東 峰夫 小説家。第33回文學界新人賞受賞、第66回芥川賞受賞。 著書: オキナワの少年(1972) 、ちゅらかあぎ(1976)、大きな鳩の影(1981) 、ママはノースカロライナにいる(2003) 、貧の達人(2004)、『現代の神話シリーズ』執筆中

天空の建設用地

空想をバカにしてはいけない。そんなことをしたら想像力が衰退して、創造力を失ってしまう。心理次元では想像はそのまま創造に結びつくからである。


魂としての青年時代にも、ぼくは飽きるほど夢想したものであった。
いうまでもないことだが、青年の夢想には決まって異性が登場する。そしてはかない恋愛も自由奔放な性愛も想いのまま。寝食を忘れて夢想し、痩せほそるほど空想して、ハアーと溜息をついたものであっだが、それによって人生のあらましは見えてしまった。
働いて稼いで、結婚して所帯をもって、子育てして年老いて、年老いて昇天する。一夜の夢想で一生がおわった。一年間で三百回も生涯を終えたのだ。大抵が似たりよったりの生涯であった。それに貧乏人の未来は確定済みでもあった。だから天の父神に祈っていったものである。
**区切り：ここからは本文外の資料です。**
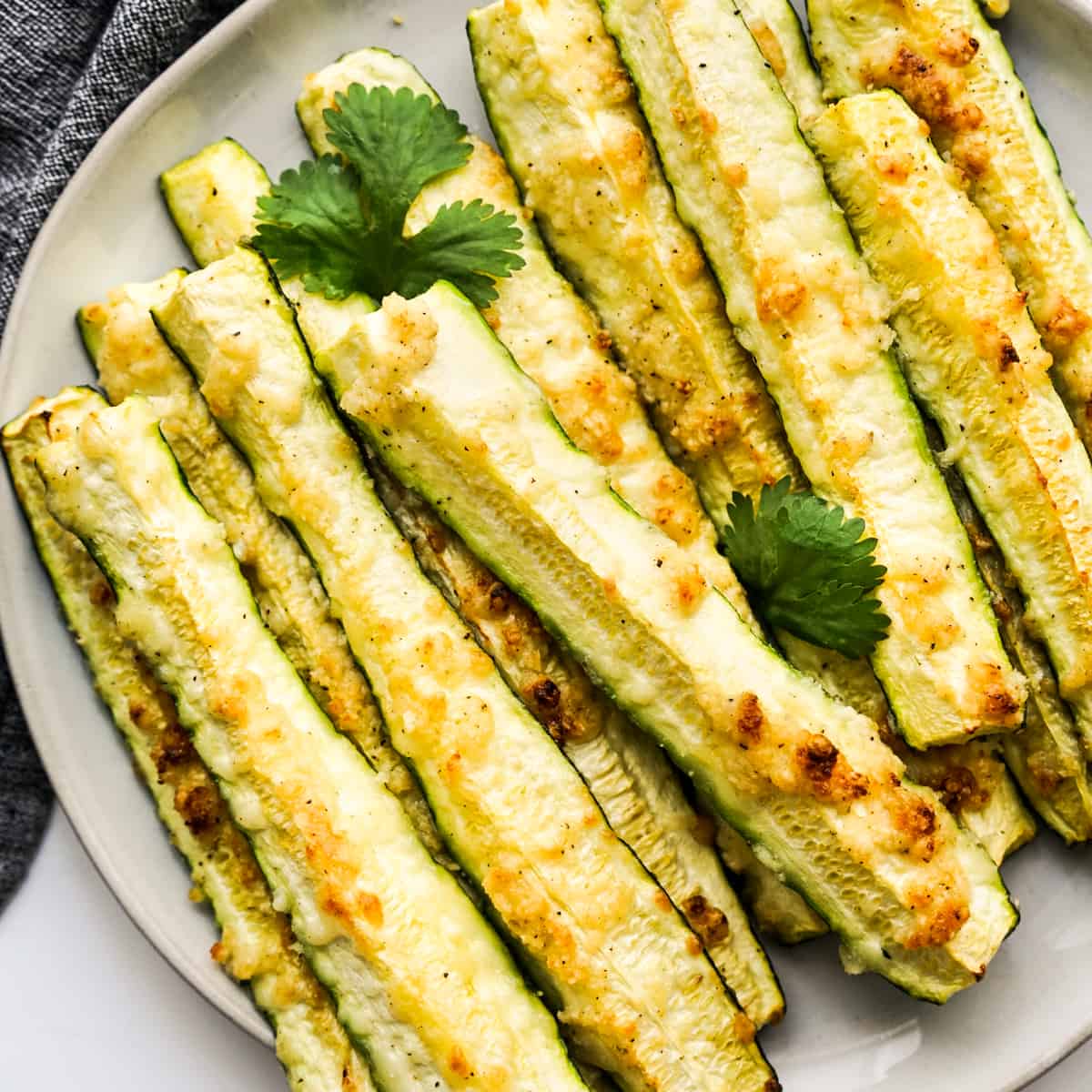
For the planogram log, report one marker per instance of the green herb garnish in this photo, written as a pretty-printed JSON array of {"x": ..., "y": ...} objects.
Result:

「あーあ、父なる神よ。ぼくは自分の人生に飽きあきしてしまいました。ほんとにあっけないほど詰まらないからです。詰まらなくないものにするために、いったいどうすればよいのでしょうか? 資本主義の終焉も近いというのに、何のビジョンもありません」
そこで父が夢枕にあらわれた。いっしょに宇宙へと雄飛したのである。それが祈りへの答えであった。その内容は次のようなものであった…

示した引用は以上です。